1.0 Launch Retrospective

EHG_Kain · March 20, 2024, 9:59pm

Hello Travelers!

Today’s blog is a little different from our usual fare. As most of you know, Last Epoch launched on February 21, and the reception has been amazing. In the first week after launch, over 1.4 million of you logged in to play Last Epoch. At our peak, we had just under 265,000 players all roaming Eterra simultaneously. That’s good enough for the 39th highest all-time concurrent player count recorded on Steam, and we’re humbled by your support and enthusiasm for the game.

There’s plenty of cause for celebration, but let’s not ignore the obvious: Last Epoch’s launch was pretty rough for the majority of you who play online. Your patience and positivity have been amazing, but it was obviously not the launch experience that you or we had hoped for.

Now that the initial launch woes are behind us, it’s time to reflect on the experience.

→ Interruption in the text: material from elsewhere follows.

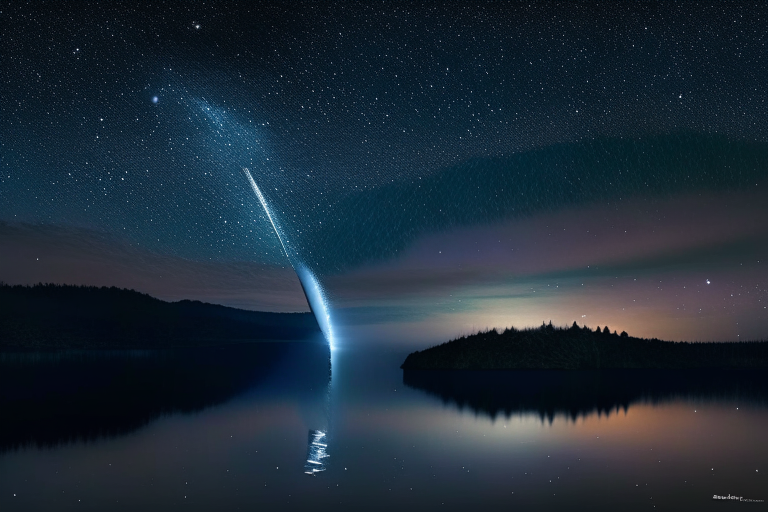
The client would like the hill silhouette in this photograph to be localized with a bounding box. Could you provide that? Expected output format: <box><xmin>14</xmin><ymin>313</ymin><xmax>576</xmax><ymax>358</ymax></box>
<box><xmin>401</xmin><ymin>322</ymin><xmax>768</xmax><ymax>370</ymax></box>
<box><xmin>0</xmin><ymin>283</ymin><xmax>320</xmax><ymax>350</ymax></box>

What happened? We put a strong emphasis on testing our servers and infrastructure ahead of time, so what did we get wrong? Last Epoch’s backend team is here to give you a bit of a recap of what went on during the launch.

How Our Game Works

Let’s begin with a quick explanation of how our game works when played online. When you boot up Last Epoch and enter the game, what you see as a player is relatively straightforward; first you log in, then you select your character, and then you join a game server. Behind the scenes, though, what you’ve just done is communicate with and move through half a dozen online services. These services log you in, provide you with game data, and give you a server to connect to so you can play the game. You connect to this game server, but then the server itself goes out and talks to even more services to authenticate you, load your character data, and check things like your party membership.

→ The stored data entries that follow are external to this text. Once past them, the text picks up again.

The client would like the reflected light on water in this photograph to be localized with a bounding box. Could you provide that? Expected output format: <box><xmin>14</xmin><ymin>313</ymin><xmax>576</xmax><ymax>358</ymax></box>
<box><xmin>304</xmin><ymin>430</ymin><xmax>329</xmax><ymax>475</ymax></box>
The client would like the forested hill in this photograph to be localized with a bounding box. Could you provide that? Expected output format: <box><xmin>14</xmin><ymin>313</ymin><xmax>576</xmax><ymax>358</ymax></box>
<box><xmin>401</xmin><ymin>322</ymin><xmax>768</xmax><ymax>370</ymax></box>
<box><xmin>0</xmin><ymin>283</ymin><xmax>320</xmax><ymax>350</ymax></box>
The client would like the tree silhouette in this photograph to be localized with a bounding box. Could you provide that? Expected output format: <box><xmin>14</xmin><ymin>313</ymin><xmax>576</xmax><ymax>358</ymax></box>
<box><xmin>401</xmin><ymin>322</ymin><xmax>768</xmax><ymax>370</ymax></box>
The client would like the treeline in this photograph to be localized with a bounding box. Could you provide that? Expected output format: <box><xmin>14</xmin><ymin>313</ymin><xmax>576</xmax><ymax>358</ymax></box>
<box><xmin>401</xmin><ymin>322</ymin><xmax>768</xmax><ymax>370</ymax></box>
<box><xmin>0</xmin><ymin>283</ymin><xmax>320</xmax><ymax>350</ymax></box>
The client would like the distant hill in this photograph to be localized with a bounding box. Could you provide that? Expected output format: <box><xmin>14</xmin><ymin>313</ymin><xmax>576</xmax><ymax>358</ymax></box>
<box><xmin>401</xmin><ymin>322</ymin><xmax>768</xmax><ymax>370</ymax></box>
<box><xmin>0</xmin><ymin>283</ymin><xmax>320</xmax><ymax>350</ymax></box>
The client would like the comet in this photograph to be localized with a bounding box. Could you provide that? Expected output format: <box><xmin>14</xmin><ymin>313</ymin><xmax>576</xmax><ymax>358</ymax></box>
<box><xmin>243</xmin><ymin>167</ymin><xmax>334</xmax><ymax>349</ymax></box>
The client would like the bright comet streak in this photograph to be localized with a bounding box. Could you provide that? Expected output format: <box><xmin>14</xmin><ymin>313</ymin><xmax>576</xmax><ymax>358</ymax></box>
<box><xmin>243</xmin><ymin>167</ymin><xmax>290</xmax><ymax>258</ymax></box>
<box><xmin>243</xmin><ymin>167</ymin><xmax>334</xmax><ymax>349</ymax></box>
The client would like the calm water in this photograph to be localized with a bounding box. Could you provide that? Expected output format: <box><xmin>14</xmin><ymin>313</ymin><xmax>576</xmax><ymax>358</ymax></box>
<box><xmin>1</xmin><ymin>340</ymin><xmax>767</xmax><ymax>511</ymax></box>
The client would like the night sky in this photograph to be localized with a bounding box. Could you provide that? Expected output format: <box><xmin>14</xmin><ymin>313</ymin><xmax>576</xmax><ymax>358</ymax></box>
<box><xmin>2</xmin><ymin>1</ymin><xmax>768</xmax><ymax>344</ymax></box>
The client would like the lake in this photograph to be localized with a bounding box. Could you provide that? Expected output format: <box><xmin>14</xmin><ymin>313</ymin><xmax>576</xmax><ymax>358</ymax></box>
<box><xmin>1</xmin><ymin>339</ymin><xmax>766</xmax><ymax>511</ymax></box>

These supporting services are the “backend” of our game, and without them our game doesn’t work. Some services are more important than others, but as a general rule, most services are required for the game to function. The good news is these services are all pretty resilient. Behind the scenes, each service is not one program but many copies of the same program. If one of the copies breaks down, the other copies keep working. Crucially, if a service is overloaded, we can fix that by just deploying more copies of the program. If our services are designed properly, we can handle any number of players; all we need to do is throw more copies at the problem.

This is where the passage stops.